A voice, thick and almost unrecognisable, said, ‘Hello. Who is this?’
‘Is that you, Peter?’
‘Yes.’
‘It’s Kate . . . Kate Marshall.’
There was a long silence, and Peter took a deep, wheezing breath and sounded like he was sitting up. ‘Kate. Hello. How are you?’
The last part came out as ‘Howach youo?’
It was the most bizarre question. As if they were just picking up where they had left off. But where had they left off?
‘I’m really very good,’ she said, hearing the defiance in her voice. Why did she feel the need to tell him how great things were? ‘How’s life treating you, at Her Majesty’s pleasure?’
‘Dreathful.’
‘Peter, why am I able to phone you direct?’
His breathing was heavy. He chuckled. ‘A phone, quite literally, fell into my lap . . . It appeared in my pocket when I went to visit the dentist.’
‘Who gave it to you?’
‘I dunno. Some . . .’ He coughed. ‘Some bitch wants my voice. Wants a piece of me.’
‘Who?’ she said, shuddering at the way he said bitch. Even in his slurring voice, it made her shiver. ‘Is there a journalist or someone on the outside who wants something from you?’
‘Hang on. Is this really you, Kate? My Catherine? I was just talking to Jake.’
Kate winced at being called My Catherine. There was so much she wanted to say. So much anger, hate, and fear balled up in her chest, ready to burst out. He gave a hacking cough on the end of the line, and his breathing was laboured.
‘I don’t know who gave me the phone. Some journalist left a note inside asking me to call her. No name.’
‘How do you know it was a her? Did you call her?’
Peter exhaled. His breath sounded wet. ‘Er, no. I didn’t. The writing on the note looked . . . girly. I wanted to speak to Jake, which I did. I love my son. Even though you don’t think so.’
‘I don’t think that,’ said Kate. She gripped the phone. The photo of Janey Macklin smiled up at her. Forever fifteen. If Peter was feeling emotional and maudlin, now was a good time to ask him.
‘Peter. Do you remember when you were training at Hendon and living in London in 1988?’

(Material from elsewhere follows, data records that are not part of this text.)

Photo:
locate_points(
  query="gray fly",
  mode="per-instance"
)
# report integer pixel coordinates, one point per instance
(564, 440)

‘Ah. That was a long time ago.’
‘Did you . . .’ Kate swallowed. ‘Did you . . .’ She didn’t know how to word it. She didn’t want him to get angry and shut down. ‘Did you meet a young girl in King’s Cross? Her name was Janey Macklin. It would have been a couple of days before Christmas in 1988. You would still have been at Hendon.’

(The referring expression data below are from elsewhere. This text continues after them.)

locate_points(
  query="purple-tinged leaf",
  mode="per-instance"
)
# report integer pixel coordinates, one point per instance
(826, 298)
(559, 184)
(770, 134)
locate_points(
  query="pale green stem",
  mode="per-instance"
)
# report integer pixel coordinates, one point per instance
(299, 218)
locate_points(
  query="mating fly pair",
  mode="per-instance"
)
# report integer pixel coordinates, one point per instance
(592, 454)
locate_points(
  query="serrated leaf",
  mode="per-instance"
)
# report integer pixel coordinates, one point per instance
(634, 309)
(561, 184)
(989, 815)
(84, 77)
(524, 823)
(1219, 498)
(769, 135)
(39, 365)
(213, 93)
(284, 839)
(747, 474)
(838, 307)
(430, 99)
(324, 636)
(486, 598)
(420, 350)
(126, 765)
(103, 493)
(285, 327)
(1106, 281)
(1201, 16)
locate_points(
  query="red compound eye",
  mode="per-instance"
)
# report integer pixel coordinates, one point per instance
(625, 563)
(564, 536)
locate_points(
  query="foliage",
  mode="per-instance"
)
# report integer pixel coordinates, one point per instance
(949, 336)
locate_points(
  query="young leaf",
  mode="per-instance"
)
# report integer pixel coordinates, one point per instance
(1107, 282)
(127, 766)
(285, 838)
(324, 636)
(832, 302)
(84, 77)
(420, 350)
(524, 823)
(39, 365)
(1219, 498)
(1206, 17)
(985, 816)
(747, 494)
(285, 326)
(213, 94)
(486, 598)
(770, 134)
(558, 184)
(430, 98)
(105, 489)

There was a long silence, and she heard him breathing heavily. She’d said it all too fast. Kate repeated it all again, slowly.
‘Janey . . . She was young?’
‘Yes. Janey Macklin was her name. She used to go to The Jug pub on Pancras Road. She had short dark hair, and a heart-shaped face. The story of her going missing was in the papers.’
‘The papers?’
‘Yes. A young man called Robert Driscoll went down for murder, but the police never found a body. Do you know anything about it? Did you do something to her?’
‘Sothith. I. I’m thorry.’
Kate gripped the phone harder, her heart racing in her chest. ‘Sorry about what? Do you know what happened to Janey?’
‘I think I do.’
‘You do? What do you know?’
‘Sothith Catherine.’
There was a beep, and then the line went dead. Kate stared at her phone for a long frustrating moment and then tried calling again, but she got a recorded message saying that the number was unavailable.
22
Peter Conway had been in terrible pain the night after his surgery. General anaesthetic always made him woozy, but this was like the world’s worst hangover, with a crashing, white-hot pain through his jaw, ears, and neck muscles. Lurch had been concerned enough about him to call in the prison doctor, who begrudgingly prescribed antibiotics and codeine.

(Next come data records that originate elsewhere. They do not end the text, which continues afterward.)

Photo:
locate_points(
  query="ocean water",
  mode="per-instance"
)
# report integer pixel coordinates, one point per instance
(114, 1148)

He’d spent the rest of the day in his cell, in bed, unable to sleep or think straight. It was later that evening when he remembered the phone and suddenly felt the impulse to talk to Jake. Peter’s paternal instincts seemed to ebb and flow. For many years, he felt a sense of ownership and indifference towards Jake, but over the past few conversations, he’d heard Jake talk about his life in Los Angeles and all his plans. For the first time in Peter’s life, he’d been able to see past the anger that controlled him and see his son as a person. And a part of him he could feel proud of.